Proprio per accogliere e stimolare l’editoria italiana a produrre podcast, e aiutarli a monetizzarli al meglio, Triboo ha lanciato sul mercato VoiceMax: un brand che nasce su tecnologia spreaker e che vanta già un bacino di download di podcast al mese organizzati in categorie di contenuto capaci di accogliere pre-roll e mid-roll audio, acquistabili sia in programmatic grazie al partner tecnologico Adswizz sia in reservation. «I podcast si ascoltano soprattutto in casa, il che vuol dire che sottraggono tempo alla tv, alla radio ma anche a internet, rappresentando così un nuovo ambiente dove poter incontrare gli utenti», ha detto ancora Pianura.

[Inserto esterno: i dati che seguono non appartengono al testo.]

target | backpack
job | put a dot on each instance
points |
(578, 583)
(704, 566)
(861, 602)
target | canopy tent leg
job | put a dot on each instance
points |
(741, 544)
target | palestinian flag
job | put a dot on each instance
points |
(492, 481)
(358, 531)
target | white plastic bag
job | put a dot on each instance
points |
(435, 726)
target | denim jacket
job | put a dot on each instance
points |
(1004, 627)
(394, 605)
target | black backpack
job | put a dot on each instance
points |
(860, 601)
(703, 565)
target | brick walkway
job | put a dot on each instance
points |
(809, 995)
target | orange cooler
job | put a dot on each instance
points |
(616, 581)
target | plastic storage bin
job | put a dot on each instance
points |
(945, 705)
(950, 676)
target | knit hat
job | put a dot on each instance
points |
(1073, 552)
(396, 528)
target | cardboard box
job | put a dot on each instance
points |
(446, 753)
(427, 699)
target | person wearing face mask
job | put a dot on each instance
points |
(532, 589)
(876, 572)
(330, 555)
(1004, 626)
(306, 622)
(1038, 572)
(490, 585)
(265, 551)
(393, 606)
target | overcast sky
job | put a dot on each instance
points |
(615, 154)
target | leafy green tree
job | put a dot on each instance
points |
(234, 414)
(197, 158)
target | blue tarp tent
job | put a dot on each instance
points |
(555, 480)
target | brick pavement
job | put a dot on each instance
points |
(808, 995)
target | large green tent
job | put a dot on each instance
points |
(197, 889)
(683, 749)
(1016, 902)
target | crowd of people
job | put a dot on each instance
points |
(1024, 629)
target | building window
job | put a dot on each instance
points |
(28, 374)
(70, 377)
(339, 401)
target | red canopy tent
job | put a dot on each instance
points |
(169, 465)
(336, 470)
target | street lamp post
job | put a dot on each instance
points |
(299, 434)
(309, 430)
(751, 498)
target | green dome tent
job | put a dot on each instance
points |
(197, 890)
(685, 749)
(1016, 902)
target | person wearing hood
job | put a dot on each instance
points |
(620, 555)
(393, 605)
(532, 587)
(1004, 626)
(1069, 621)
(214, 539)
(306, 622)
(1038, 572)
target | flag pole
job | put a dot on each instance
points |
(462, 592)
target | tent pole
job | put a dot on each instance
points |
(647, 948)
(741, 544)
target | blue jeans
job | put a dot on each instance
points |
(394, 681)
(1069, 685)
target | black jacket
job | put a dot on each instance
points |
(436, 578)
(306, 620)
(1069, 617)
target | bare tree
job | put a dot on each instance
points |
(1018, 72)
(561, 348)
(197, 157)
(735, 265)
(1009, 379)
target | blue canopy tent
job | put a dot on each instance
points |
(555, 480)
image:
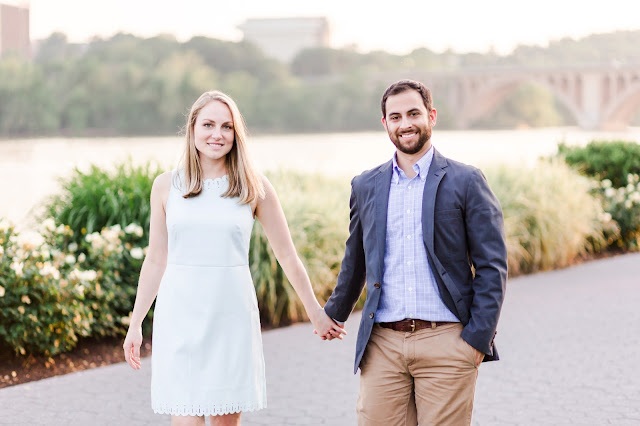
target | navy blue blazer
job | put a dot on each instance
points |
(463, 233)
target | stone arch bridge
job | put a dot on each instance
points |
(598, 97)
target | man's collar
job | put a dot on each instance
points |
(421, 167)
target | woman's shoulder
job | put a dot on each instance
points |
(163, 180)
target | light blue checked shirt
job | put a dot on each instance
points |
(409, 289)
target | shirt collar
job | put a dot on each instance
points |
(421, 167)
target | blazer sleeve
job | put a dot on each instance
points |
(488, 254)
(351, 278)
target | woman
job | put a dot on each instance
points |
(207, 350)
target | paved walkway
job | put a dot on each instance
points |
(569, 342)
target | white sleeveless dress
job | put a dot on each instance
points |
(207, 348)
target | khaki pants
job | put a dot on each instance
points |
(427, 377)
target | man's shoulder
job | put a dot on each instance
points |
(367, 175)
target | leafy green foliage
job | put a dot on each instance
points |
(41, 310)
(601, 159)
(316, 208)
(551, 218)
(99, 198)
(623, 206)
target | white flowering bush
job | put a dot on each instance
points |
(53, 291)
(41, 308)
(116, 254)
(623, 206)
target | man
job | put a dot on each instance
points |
(427, 237)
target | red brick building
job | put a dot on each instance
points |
(14, 30)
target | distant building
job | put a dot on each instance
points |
(14, 30)
(283, 38)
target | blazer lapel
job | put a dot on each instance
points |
(434, 177)
(382, 185)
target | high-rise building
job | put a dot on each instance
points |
(283, 38)
(14, 30)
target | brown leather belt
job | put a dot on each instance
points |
(411, 325)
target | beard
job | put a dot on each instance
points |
(412, 148)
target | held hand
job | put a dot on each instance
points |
(131, 347)
(325, 327)
(479, 357)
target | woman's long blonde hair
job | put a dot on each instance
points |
(244, 181)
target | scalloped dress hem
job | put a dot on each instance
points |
(207, 411)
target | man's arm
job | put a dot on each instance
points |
(488, 253)
(351, 278)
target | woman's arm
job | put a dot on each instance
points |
(152, 269)
(271, 217)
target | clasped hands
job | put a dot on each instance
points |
(325, 327)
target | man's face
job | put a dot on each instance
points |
(408, 122)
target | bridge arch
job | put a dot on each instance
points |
(619, 113)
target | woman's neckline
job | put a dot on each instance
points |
(218, 179)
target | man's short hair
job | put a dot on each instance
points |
(403, 86)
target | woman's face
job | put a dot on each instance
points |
(213, 131)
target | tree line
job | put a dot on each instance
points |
(126, 85)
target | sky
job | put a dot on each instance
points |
(395, 26)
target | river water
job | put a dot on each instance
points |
(30, 168)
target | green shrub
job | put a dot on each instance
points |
(623, 206)
(115, 256)
(89, 202)
(551, 218)
(317, 210)
(613, 160)
(41, 304)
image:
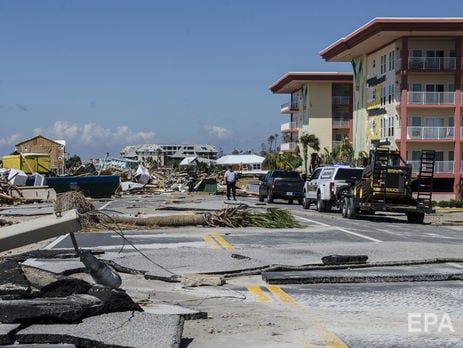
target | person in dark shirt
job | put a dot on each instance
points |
(230, 179)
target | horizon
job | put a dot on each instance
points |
(106, 74)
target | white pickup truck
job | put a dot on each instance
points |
(324, 184)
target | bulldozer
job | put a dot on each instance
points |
(386, 185)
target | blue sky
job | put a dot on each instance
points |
(102, 74)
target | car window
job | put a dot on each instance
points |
(348, 173)
(327, 173)
(316, 174)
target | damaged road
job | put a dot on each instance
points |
(208, 287)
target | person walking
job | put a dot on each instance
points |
(230, 179)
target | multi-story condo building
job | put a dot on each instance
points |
(320, 104)
(408, 90)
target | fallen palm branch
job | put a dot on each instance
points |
(238, 216)
(232, 217)
(270, 218)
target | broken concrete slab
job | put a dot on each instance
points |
(122, 329)
(68, 309)
(7, 332)
(195, 279)
(39, 229)
(184, 260)
(13, 283)
(167, 308)
(421, 272)
(56, 266)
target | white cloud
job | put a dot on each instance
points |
(10, 140)
(218, 132)
(94, 134)
(92, 137)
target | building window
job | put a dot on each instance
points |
(391, 126)
(391, 61)
(383, 64)
(383, 96)
(391, 94)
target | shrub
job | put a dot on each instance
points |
(443, 204)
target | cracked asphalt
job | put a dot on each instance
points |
(248, 308)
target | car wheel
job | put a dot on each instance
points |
(305, 203)
(269, 196)
(415, 218)
(344, 207)
(320, 204)
(350, 213)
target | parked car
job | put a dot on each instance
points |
(281, 184)
(324, 186)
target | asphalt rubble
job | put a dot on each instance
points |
(49, 299)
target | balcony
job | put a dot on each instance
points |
(289, 127)
(340, 123)
(431, 63)
(440, 167)
(432, 98)
(431, 133)
(289, 107)
(340, 100)
(288, 147)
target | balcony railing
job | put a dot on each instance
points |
(340, 100)
(439, 167)
(340, 123)
(426, 133)
(431, 97)
(288, 147)
(289, 127)
(431, 63)
(288, 107)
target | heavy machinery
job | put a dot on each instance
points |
(386, 185)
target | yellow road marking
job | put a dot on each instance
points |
(210, 241)
(222, 241)
(258, 293)
(280, 294)
(328, 337)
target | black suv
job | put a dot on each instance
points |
(282, 184)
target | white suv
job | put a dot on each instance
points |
(324, 184)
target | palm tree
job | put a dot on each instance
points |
(346, 152)
(309, 141)
(270, 141)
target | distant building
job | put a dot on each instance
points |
(243, 164)
(164, 153)
(41, 145)
(113, 162)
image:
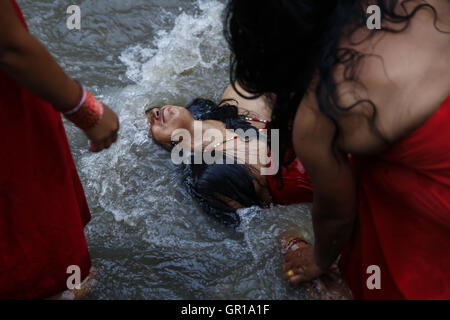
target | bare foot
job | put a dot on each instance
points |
(85, 288)
(329, 286)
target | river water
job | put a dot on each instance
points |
(147, 237)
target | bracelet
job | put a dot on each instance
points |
(88, 112)
(80, 102)
(291, 243)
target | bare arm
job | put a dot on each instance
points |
(27, 61)
(334, 206)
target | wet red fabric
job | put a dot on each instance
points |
(296, 187)
(42, 205)
(404, 217)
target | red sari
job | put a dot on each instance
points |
(42, 205)
(404, 217)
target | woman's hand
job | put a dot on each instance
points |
(104, 134)
(301, 265)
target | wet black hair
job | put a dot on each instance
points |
(212, 185)
(279, 46)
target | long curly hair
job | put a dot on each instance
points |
(280, 46)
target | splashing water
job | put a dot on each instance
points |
(147, 236)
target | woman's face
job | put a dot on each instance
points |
(164, 121)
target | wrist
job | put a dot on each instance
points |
(87, 113)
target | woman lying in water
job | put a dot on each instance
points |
(222, 189)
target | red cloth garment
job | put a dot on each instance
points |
(42, 205)
(296, 187)
(404, 217)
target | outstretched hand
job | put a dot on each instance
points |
(301, 265)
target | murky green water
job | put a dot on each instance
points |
(147, 237)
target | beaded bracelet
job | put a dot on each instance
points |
(291, 243)
(87, 113)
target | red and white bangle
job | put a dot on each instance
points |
(87, 113)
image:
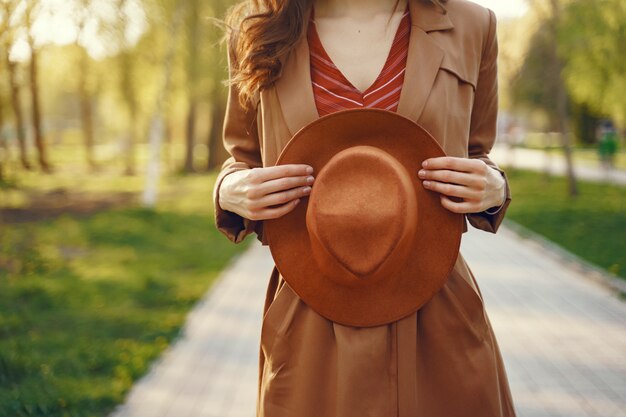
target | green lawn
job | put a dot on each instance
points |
(87, 303)
(592, 225)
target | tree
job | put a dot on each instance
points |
(562, 99)
(7, 37)
(29, 16)
(539, 82)
(83, 13)
(592, 36)
(193, 64)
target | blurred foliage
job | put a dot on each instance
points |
(590, 226)
(589, 37)
(86, 303)
(115, 58)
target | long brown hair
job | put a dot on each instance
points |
(260, 32)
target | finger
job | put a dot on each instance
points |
(280, 184)
(275, 212)
(454, 177)
(454, 163)
(280, 197)
(459, 206)
(260, 175)
(450, 189)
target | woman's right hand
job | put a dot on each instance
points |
(255, 193)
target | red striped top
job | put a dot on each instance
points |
(333, 91)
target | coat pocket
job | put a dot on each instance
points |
(275, 319)
(468, 298)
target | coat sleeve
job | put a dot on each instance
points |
(240, 139)
(483, 127)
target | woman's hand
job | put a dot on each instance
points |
(252, 193)
(478, 185)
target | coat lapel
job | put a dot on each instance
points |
(295, 91)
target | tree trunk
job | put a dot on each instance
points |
(20, 132)
(34, 90)
(193, 26)
(86, 113)
(153, 170)
(217, 153)
(190, 136)
(4, 154)
(562, 102)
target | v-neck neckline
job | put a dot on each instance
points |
(374, 84)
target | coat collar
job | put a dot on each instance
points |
(295, 91)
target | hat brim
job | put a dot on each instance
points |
(434, 249)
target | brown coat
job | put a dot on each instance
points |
(443, 360)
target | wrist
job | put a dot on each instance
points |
(501, 192)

Anche per Michele Salani, Enterprise Sales Director di Adform, l’esigenza di uscire da una logica a silo per diventare un approccio capace di applicarsi a nuovi ambiti media è una delle nuove frontiere del mercato programmatico, insieme ad altri importanti temi come l’Intelligenza Artificiale e il rapporto tra dati e creatività. Secondo il manager, «la pubblicità guidata dai dati sta vivendo un importante punto di svolta: il suo ruolo è ormai riconosciuto non solo da inserzionisti ed editori ma anche dalle istituzioni» (vedi le nuove regolamentazioni sul settore come il GDPR), ed essa si trova ormai chiamata ad affrontare importanti responsabilità, come quella di trovare il giusto equilibrio tra i bisogni degli inserzionisti, degli editori e degli utenti, garantendo affidabilità, trasparenza e fiducia.

Michele Salani
Michele Salani

La tavola rotonda con HyperTV, Viralize, Ogury, Italiaonline e IAS

Sempre in tema di nuove frontiere dell’ad tech, un tema molto caldo è quello della “programmatic creativity”, in cui dati e automazione entrano in gioco per personalizzare il messaggio pubblicitario in tempo reale, sulla base delle caratteristiche dell’utente e del contesto. Un possibilità raccolta da HyperTV, società nata a Roma nel 2011 con base anche a New York. «La nostra soluzione», ha spiegato il Founder & Ceo Claudio Vaccarella, «brevettata a livello europeo, è costituita da una sovrapposizione di layer fatta in maniera dinamica, una sequenza di frame con elementi di interattività, elementi indispensabili oggi per coinvolgere e catturare l’attenzione dell’utente. Grazie alla raccolta di informazioni di profilo e di contesto, la soluzione di HyperTv è in grado di generare contenuti in tempo reale alla chiamata dell’ad server, dimostrandosi così la sua efficace per la realizzazione di creatività sempre più targettizzate».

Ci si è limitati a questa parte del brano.